Presenter: Luke Bai, Statistician, Roche
Title: Applying a Bayesian Predictive Probability of Success Framework with Mixture Priors in Phase III Clinical Trials
Abstract: In clinical trials targeting accelerated approval, interim analyses often evaluate early surrogate endpoints to forecast long-term confirmatory outcomes. Standard Predictive Probability of Success (PPoS) frameworks depend heavily on historical relationships between these endpoints, which can lead to overestimated success if the novel treatment exhibits prior-data conflict. Building on recent advancements in robust mixture priors, this presentation walks through an adapted Bayesian PPoS framework that incorporates partial confirmatory data alongside the interim surrogate endpoint. We implement a mixture prior that blends an informative historical surrogate prior with a vague, skeptical component. This allows the model to adapt, naturally placing less weight on historical assumptions if the interim surrogate results conflict with the early confirmatory data we’ve already collected. By using this methodology, we can clearly predict long-term clinical benefit while protecting against prior-data conflict, demonstrating the real-world utility of Bayesian designs.

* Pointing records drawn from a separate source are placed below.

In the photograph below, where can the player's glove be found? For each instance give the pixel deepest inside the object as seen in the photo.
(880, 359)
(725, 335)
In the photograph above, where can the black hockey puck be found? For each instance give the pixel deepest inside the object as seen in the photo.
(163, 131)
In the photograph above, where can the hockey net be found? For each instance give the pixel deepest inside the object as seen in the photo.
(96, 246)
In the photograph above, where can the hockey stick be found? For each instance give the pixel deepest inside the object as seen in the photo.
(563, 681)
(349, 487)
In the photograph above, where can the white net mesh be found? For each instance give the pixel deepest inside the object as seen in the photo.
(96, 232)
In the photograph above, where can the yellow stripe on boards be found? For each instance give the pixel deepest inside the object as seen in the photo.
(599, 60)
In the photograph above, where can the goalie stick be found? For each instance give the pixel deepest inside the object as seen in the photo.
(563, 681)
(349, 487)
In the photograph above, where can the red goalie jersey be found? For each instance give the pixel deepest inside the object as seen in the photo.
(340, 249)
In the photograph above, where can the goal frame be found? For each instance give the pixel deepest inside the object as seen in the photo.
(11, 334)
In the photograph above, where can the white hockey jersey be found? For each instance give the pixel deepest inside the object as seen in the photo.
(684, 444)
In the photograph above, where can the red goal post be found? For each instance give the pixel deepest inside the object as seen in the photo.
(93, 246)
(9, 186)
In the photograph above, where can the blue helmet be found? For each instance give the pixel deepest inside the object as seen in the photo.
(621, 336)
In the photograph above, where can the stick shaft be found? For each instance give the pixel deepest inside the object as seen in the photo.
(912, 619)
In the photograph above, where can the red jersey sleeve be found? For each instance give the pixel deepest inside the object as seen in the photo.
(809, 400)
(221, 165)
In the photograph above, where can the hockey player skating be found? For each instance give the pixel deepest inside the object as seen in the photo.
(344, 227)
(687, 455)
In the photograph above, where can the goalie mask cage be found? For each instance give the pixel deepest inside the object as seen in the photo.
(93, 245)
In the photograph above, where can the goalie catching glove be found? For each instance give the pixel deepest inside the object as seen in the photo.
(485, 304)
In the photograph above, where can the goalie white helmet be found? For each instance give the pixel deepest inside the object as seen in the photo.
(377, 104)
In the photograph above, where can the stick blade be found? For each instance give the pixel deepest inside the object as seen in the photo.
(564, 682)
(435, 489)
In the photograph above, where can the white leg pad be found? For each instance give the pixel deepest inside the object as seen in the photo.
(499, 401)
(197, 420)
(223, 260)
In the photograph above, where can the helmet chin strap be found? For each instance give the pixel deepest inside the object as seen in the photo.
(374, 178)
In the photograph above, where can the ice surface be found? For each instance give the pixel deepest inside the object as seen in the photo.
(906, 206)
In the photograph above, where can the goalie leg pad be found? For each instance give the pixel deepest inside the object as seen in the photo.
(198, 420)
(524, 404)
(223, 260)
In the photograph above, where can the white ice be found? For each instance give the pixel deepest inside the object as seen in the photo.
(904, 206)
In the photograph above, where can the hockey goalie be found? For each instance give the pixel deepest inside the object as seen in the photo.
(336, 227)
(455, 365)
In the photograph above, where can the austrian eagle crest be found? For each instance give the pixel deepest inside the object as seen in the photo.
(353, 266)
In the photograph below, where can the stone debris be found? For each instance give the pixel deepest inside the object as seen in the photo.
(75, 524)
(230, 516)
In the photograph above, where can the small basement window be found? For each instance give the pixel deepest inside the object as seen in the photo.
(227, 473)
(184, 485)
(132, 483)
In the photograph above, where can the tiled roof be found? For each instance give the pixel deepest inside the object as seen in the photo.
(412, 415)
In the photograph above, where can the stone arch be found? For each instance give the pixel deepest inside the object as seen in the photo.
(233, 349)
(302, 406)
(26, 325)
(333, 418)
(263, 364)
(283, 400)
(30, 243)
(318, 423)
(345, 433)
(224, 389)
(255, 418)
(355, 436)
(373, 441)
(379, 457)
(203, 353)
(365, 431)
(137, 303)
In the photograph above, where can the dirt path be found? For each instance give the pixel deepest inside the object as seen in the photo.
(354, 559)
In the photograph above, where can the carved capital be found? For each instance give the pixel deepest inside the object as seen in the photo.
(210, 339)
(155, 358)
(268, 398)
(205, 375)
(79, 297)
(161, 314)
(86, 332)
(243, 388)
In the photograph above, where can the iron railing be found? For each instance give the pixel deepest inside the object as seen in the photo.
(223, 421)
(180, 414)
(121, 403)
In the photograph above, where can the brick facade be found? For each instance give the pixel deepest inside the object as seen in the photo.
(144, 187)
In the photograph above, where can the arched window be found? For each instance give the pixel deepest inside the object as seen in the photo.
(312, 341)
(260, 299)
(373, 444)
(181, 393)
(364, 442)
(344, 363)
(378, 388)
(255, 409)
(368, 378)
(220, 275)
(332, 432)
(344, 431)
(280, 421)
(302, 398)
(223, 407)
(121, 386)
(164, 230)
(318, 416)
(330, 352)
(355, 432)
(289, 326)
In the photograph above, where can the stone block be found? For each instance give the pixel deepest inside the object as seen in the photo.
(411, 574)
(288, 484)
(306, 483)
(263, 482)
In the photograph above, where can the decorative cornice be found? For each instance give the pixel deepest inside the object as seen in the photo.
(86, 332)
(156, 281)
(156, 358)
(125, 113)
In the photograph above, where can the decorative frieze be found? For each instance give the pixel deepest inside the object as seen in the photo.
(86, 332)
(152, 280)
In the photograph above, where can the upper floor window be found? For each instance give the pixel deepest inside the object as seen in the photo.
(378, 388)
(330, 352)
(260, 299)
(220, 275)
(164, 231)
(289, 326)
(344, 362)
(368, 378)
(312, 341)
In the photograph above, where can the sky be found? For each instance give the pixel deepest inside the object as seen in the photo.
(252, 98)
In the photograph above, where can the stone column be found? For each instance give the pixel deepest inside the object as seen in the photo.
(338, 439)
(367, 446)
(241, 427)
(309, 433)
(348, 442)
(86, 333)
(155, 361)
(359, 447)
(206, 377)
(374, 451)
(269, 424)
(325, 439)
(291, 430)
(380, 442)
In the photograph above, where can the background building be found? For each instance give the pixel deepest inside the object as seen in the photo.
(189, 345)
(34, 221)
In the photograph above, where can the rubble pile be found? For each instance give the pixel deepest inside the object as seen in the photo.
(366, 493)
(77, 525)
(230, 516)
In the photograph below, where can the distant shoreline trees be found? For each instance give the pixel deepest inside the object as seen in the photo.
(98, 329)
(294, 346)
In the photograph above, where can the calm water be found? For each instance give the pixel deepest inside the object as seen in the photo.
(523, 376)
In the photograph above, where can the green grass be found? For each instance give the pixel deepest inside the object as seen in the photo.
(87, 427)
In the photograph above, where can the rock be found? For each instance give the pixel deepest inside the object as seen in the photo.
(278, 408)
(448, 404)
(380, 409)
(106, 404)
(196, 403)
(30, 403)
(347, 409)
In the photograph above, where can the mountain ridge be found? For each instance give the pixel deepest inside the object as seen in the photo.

Presenter: Mahmood Gohari, HSIF post-doc, Public Health Ontario
Title: High-Dimensional Genomic Prediction of Antimicrobial Resistance: An Interpretable Machine Learning Framework 
Abstract: Predicting antimicrobial resistance from whole-genome sequencing data presents a challenging high-dimensional statistical problem, where the number of genomic features far exceeds the number of samples and strong correlations are pervasive. We develop an interpretable machine learning framework to predict ciprofloxacin resistance in Shigella using genomic features. Beyond classification accuracy, we emphasize probabilistic prediction and model calibration, enabling reliable estimation of resistance risk. We evaluate performance using temporally independent data to assess generalization under potential distribution shift. Additionally, we incorporate SHAP-based methods to decompose predictions into feature-level contributions, linking statistical signals to known biological mechanisms.